Şehir Şehir Güzelikler
İSTANBUL (TÜRKİYE)
Tarihi
İstanbul'daki ilk Osmanlı Sarayı'nın temeli Fatih Sultan Mehmet tarafından, Beyazıt semtinde atılmıştır. 1454-1458 yılları arasında ahşap olarak yapılan Eski Saray'ın haremlik ve selamlık bölümleri mevcuttu. Yeni Saray'ın (Topkapı Sarayı) yapımına 1466 yılında başlanmış ve 1478'de bitirilmiştir. Topkapı Sarayı'nın diğer Avrupa saraylarından ayrılan önemli bir özelliği, tek bir binada olmayıp, çeşitli köşk ve dairelerden ayrı azuperı yapılar halinde inşa edilmesidir.
Sarayda doğan ilk padişah II. Osman, sarayda tahta ilk çıkan II. Bayezid, sarayda ölen ilk padişah II. Selim, hayatının 30 yılını saraydaki kafeste geçiren I. Mustafa'dır. Sarayda boğdurulan ilk padişah Sultan İbrahim'dir. 51 yıl hapis yatan III. Osman'dır. Saraydaki son cülus töreniyle tahta çıkan VI. Mehmet Vahdettin'dir.

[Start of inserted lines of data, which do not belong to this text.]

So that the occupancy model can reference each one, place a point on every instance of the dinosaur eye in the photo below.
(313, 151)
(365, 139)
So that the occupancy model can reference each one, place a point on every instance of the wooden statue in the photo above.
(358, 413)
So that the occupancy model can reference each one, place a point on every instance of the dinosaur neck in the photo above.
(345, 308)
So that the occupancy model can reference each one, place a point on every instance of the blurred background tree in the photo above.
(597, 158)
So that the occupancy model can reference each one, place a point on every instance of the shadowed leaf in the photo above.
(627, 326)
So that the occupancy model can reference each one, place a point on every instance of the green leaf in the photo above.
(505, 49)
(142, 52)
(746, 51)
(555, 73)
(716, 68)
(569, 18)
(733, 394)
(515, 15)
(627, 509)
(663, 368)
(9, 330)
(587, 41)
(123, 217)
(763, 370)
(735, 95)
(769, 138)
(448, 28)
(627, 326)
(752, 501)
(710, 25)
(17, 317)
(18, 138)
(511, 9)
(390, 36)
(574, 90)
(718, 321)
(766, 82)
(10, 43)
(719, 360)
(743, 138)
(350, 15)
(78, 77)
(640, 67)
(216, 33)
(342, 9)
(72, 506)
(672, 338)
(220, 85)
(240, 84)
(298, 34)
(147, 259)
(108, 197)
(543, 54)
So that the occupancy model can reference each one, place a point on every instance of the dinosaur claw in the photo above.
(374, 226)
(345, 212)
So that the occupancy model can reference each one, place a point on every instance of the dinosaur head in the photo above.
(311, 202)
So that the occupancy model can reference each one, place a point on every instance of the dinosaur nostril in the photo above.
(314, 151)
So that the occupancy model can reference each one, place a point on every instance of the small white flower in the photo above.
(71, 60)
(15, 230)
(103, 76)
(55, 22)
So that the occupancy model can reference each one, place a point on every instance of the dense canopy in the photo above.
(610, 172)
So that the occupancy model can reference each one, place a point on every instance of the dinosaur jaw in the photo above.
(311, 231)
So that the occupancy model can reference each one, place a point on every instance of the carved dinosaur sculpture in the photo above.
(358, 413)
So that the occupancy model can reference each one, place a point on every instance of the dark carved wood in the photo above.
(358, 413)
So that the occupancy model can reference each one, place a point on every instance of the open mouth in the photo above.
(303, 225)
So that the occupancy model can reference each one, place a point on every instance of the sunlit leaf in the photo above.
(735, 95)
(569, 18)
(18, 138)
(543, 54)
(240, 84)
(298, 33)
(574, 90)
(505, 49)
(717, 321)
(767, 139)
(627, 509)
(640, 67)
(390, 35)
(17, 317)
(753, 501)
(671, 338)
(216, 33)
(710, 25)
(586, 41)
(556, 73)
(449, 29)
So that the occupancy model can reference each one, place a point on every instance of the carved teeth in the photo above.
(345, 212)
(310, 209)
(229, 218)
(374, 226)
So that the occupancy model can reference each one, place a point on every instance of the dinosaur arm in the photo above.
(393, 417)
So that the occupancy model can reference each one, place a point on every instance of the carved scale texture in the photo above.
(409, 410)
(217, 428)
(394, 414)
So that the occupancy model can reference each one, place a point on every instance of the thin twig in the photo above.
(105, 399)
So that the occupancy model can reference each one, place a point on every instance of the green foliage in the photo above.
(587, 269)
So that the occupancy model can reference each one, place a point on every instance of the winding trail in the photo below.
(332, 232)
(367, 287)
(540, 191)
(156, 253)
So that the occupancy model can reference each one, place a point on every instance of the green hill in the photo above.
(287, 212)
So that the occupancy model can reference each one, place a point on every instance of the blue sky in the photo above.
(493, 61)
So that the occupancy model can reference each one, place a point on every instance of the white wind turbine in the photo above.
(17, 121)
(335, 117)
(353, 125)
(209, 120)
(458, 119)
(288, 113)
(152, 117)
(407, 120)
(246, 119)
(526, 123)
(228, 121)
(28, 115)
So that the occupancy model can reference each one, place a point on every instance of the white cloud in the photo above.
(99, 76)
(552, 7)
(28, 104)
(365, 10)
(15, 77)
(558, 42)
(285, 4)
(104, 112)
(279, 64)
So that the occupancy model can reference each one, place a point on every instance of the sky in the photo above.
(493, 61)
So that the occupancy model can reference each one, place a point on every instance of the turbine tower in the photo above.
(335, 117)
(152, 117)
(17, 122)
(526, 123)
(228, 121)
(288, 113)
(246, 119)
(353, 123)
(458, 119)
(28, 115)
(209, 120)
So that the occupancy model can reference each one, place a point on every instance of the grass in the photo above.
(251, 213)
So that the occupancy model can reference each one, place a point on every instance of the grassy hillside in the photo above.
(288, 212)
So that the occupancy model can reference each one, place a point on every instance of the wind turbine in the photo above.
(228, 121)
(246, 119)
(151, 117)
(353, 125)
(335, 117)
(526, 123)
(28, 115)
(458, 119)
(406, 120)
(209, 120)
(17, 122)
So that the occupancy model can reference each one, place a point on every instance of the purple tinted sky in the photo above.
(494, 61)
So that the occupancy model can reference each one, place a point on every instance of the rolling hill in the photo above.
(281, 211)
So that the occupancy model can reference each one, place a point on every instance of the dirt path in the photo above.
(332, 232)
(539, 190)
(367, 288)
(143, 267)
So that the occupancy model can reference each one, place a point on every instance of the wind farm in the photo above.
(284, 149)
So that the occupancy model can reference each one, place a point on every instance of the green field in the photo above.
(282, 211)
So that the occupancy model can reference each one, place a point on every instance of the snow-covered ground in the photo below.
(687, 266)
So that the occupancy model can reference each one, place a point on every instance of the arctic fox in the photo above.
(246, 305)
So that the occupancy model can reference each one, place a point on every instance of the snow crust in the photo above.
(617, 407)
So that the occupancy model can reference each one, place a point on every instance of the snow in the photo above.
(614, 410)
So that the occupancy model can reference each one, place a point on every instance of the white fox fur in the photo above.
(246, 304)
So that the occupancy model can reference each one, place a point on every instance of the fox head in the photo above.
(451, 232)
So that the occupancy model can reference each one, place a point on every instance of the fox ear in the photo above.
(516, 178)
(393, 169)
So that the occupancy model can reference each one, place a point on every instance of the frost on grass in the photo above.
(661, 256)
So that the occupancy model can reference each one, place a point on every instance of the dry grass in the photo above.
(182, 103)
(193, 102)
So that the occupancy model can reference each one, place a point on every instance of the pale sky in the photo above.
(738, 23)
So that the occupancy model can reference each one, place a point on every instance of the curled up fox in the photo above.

İlk olarak yapılan Çinili Köşk-Sarayı 'dır (1472). İki katlı olan bina Orta Asya mimarisi karakterindedir. Binanın içi ve dışı çok kıymetli çinilerle bezenmiştir. Çinili Köşk'ten sonra Kubbealtı, Arz Odası, Has Oda, Hazine, Kiler, Seferliler gibi Saraya zamanla Enderun Mektebi, Hekimbaşı Odası, Enderun Eczanesi, Sarayburnu'ndaki köşklerle, camiler kütüphane ve ahırlar ilave edilmiştir. IV. Murat (1623-1640) zamanında Revan ve Bağdat Köşkleri, Sultan İbrahim (1640-1648) devrinde Sünnet Odası, İtfaiye Köşkü ve sonraları Mustafa Paşa Köşkü, Hırka-i Şerif Dairesi, Kütüphane, Alay Köşkü, Mecidiye Köşkü gibi yapılar inşa edilmiştir.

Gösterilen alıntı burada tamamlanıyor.